For instantiationFlags, the default value “Single” is usually fine. Specify “Multiple” or “Default” as needed. Note that even when Default is specified and an instance is created by default, the created view is not necessarily displayed in the main window by default. When loading a project, it depends on the view layout information recorded there, and when not loading a project, the default layout built into Choreonoid is used.

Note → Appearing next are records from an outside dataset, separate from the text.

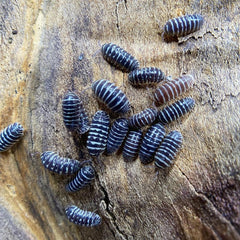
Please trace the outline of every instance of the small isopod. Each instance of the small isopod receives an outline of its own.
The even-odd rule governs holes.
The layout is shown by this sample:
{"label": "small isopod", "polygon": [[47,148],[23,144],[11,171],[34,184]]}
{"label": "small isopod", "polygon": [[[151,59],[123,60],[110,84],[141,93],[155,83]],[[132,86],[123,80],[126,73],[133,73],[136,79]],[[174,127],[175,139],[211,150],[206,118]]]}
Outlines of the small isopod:
{"label": "small isopod", "polygon": [[139,158],[143,164],[153,161],[154,153],[162,142],[164,135],[165,129],[160,123],[147,130],[139,150]]}
{"label": "small isopod", "polygon": [[130,131],[123,147],[123,159],[126,162],[134,161],[137,158],[143,133],[141,130]]}
{"label": "small isopod", "polygon": [[67,184],[66,190],[68,192],[75,192],[90,184],[95,177],[94,169],[91,165],[83,166],[77,176]]}
{"label": "small isopod", "polygon": [[74,205],[67,207],[65,212],[70,222],[81,226],[94,227],[101,223],[101,217],[98,214],[82,210]]}
{"label": "small isopod", "polygon": [[107,154],[116,152],[121,146],[128,132],[128,120],[119,118],[114,121],[107,141]]}
{"label": "small isopod", "polygon": [[164,73],[156,67],[135,69],[128,75],[129,83],[137,87],[154,85],[163,81],[164,78]]}
{"label": "small isopod", "polygon": [[90,125],[87,149],[91,156],[99,156],[107,145],[110,118],[104,111],[97,111]]}
{"label": "small isopod", "polygon": [[202,25],[203,17],[201,15],[185,15],[167,21],[164,26],[164,34],[169,37],[183,37],[198,31]]}
{"label": "small isopod", "polygon": [[130,128],[142,128],[146,125],[150,125],[155,121],[157,117],[157,110],[154,108],[146,108],[145,110],[137,113],[129,118]]}
{"label": "small isopod", "polygon": [[139,67],[139,62],[130,53],[113,43],[104,44],[102,54],[108,63],[123,72],[131,72]]}
{"label": "small isopod", "polygon": [[82,101],[74,92],[67,93],[62,100],[63,121],[70,131],[84,134],[89,129],[89,121]]}
{"label": "small isopod", "polygon": [[114,113],[124,114],[130,110],[126,95],[110,81],[101,79],[93,82],[92,90],[97,98]]}
{"label": "small isopod", "polygon": [[195,101],[193,98],[183,98],[159,111],[159,121],[162,124],[167,124],[175,121],[185,113],[189,112],[194,106]]}
{"label": "small isopod", "polygon": [[154,93],[154,100],[158,105],[164,104],[192,87],[194,78],[192,75],[182,75],[172,81],[168,81],[158,87]]}
{"label": "small isopod", "polygon": [[45,168],[58,174],[72,174],[81,168],[78,160],[60,157],[51,151],[42,153],[41,160]]}
{"label": "small isopod", "polygon": [[182,140],[182,134],[178,131],[172,131],[164,138],[154,157],[156,167],[166,168],[173,163],[182,145]]}
{"label": "small isopod", "polygon": [[7,151],[19,141],[24,135],[23,131],[23,127],[19,123],[13,123],[4,128],[0,133],[0,152]]}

View registration is usually done from the plugin class’s initialize function, similar to Registering Item Classes. Similar to getting ItemManager, you can get the ViewManager instance with the following function defined in the ExtensionManager class, which is the parent class of the Plugin class:

• ViewManager& viewManager()

For example, to register a view class called FooView:

viewManager().registerClass<FooView>("FooView", "Foo");

Registered views can be placed and used on the main window by checking the corresponding view item in “View” - “Show View” in the main menu. For views that can be created multiple times, you can create and display additional views by selecting the corresponding view item from “View” - “Create View”.

Note

The ViewManager class implements various functions for managing views besides view class registration. Using these, you can also create, get, and display views programmatically. For details on functions used for such processing, please refer to the API reference.